Less a book, and more a, well, movie.
Finally watched One California Day and I have to say it's one of the greatest films about surfing and board riding I've seen.
It delves back to the roots of surfing in California and threads itself seamlessly to the here and now with a cast of classic stylists and general rippers.
The first sequence with Joel Tudor is sick. The guy's a freak, whether on a longboard, single fin, sup - whatever. All class.
And so it goes, Alex Knost invoking the spirit of Dora and absolutely killing it on a longboard.
I found myself laughing out loud at how good he is.
Joe Curren (and also some footage of his big bro) at Rincon. Man - I swear to Huey - when I come back, it's gonna be in the late sixties and at Rincon. So sick. Again - laugh out loud sorta stuff.

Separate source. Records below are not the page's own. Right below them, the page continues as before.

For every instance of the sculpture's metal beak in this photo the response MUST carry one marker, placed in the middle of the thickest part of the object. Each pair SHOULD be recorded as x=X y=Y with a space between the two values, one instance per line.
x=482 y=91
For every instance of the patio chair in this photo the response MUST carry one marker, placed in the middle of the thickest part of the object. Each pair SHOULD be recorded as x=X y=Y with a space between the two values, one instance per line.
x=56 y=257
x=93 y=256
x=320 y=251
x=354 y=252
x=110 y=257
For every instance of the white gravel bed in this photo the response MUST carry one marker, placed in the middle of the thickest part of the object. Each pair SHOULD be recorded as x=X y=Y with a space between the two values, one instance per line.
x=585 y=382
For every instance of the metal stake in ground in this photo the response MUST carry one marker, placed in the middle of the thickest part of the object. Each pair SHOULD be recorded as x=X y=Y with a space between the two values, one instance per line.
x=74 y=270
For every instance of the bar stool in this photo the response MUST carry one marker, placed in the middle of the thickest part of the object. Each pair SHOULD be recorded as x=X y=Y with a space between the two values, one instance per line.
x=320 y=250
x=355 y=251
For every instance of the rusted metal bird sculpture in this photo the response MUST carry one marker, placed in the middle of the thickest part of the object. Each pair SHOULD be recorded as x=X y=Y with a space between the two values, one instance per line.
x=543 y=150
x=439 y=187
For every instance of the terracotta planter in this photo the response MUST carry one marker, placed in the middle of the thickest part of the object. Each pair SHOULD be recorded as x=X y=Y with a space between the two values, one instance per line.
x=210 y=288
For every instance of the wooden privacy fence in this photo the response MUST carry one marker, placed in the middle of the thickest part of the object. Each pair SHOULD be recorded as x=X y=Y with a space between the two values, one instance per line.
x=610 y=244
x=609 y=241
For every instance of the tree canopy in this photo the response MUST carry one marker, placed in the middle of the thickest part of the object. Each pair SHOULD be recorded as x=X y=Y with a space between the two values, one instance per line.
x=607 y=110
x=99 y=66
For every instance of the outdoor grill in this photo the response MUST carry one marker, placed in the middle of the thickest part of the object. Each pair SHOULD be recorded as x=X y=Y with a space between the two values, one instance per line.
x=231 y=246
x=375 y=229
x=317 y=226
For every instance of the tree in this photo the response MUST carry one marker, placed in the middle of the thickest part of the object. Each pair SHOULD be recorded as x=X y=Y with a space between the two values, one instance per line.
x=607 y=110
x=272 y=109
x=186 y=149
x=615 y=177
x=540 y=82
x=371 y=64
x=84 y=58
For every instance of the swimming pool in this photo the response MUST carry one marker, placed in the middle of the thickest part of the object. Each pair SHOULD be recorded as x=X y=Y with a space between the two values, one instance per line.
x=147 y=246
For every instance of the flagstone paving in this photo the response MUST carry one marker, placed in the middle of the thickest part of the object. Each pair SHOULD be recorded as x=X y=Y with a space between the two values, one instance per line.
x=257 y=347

It's a great reminder of how good it is watching fully sick surfers draw the sweetest of lines. It's not whack, whack, whack - hit the lip surfing - it's all about drawing lines, carves, style and remembering where riding waves comes from (well, there is plenty of hacks to be found too) but it's not solely what this is about.
The memorial and paddle out for the late Dale Velzy is genuinely moving - the bloke is credited for being the first to hang ten - supreme legend.
And the soundtrack is a deadset ripper.
If you haven't managed to catch this one - do yourself a favour and get it. It'll be the best 90 minutes you spend in a long time - out of the water.